Born in Scotland of Polish parents displaced during World War II, Pomaska emigrated with them at an early age to Buffalo, New York, where she graduated from Immaculate Heart of Mary Academy in 1964. She went on to study painting, drawing, printmaking, and the graphic arts at Pratt Institute in Brooklyn, receiving her Bachelor of Fine Arts degree in 1968. After graduation, she stayed on as the school's assistant photographer in publications-the beginning of a lifelong involvement with photography. In 1976 she received her Master of Fine Arts degree in photography from the Visual Studies Workshop in Rochester, New York. Her work has been exhibited at the Brooklyn Museum, the Memorial Art Gallery in Rochester, the Santa Barbara Museum of Art, the Margaret Crow Gallery in Pasadena, the Center for Photographic Art in Carmel, California, and the Marsh Art Gallery at the University of Richmond. She was based in California for some years, but relocated to Urbanna at the suggestion of a friend who lived there. The move allowed her to offer a home to her aging mother, who had begun to need daily care and a milder climate than that of her previous residence in Buffalo.
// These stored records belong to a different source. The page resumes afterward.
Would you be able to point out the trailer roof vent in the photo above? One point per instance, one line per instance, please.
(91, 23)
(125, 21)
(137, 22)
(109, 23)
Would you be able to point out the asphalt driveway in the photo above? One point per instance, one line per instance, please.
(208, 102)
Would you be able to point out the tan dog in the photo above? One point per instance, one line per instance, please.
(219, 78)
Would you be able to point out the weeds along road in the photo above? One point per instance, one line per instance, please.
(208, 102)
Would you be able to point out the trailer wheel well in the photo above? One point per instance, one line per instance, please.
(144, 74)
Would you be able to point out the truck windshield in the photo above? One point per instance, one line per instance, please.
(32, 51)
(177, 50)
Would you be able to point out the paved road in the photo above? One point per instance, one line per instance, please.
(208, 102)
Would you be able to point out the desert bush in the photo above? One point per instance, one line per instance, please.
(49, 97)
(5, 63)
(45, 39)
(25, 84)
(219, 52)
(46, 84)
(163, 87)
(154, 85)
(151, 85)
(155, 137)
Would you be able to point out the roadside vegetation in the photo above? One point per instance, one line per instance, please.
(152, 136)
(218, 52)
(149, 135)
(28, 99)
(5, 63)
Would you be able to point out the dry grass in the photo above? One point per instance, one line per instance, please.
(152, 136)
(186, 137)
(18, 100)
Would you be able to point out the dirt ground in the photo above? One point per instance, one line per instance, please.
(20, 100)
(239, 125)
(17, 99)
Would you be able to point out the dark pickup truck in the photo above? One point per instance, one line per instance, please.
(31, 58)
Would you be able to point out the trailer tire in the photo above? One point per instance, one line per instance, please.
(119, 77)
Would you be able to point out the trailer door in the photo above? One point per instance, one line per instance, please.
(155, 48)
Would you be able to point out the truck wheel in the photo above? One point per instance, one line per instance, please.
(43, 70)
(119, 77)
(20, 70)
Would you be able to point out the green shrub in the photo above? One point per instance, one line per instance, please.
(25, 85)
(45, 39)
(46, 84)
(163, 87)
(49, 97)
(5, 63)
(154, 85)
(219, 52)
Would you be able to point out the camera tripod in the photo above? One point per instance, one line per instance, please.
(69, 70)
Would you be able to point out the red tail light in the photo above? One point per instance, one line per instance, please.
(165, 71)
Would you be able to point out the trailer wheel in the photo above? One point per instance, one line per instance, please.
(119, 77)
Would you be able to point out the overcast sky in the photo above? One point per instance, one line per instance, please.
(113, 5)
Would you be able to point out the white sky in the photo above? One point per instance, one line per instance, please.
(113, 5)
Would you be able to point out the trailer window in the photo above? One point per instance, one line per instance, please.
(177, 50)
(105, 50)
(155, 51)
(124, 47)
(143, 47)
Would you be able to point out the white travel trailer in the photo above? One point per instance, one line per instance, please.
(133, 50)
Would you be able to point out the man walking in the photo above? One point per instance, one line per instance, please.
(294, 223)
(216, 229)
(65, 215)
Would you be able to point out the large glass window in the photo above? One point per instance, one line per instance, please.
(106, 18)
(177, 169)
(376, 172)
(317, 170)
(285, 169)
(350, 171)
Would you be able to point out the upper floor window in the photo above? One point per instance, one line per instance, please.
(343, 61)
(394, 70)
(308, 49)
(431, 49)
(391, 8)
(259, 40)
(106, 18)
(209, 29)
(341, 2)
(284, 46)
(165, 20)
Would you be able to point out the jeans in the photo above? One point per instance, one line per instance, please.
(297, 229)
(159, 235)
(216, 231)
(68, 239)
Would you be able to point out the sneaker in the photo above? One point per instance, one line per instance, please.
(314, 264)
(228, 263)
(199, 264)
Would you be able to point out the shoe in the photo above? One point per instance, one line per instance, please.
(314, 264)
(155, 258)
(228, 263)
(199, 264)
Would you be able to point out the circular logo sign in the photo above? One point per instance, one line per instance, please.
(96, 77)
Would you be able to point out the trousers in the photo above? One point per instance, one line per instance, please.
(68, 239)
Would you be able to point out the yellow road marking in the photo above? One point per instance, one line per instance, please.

Soon after receiving her master's degree, Pomaska published the first of well over 100 children's activity books that she has written and illustrated for Dover Publications. "I was their first living children's author," she notes-previous children's books from Dover had all been reprints of earlier works. The activity books were an excellent resource for the library murals, as the request for a "farm mural" fit perfectly with the "Baby Animals Sticker Stories" that she had already published. She was also able to re-use the "hidden pictures" technique from many of her books, where familiar creatures and objects share their outlines with those of other elements of the picture, and can only be spotted with a close and careful look. Her woodland mural in the Children's Room (borrowed from a "Little Red Riding Hood" illustration) shows a tree that, as well as a quirky face formed from wrinkles in the bark, has eight birds tucked in among its branches, trunk, and roots. She had to scale up her drawings considerably to fit the larger space they were intended for, but the library's overhead projector "made it so easy," she says.

In addition to her career in art, Pomaska and her husband, Wyatt Portz, are the creators of "Moving Breath Yoga," which focuses on hatha yoga as a practice that excludes no age or body type, and addresses mind and spirit equally. They have taught for the last five years at the Gloucester Wellness Center and also at the YMCA in Hartfield (Middlesex County), and in December of this year, they plan to open their own studio in Urbanna. "My yoga helped a lot with all the climbing and stretching I had to do with the murals," says Pomaska.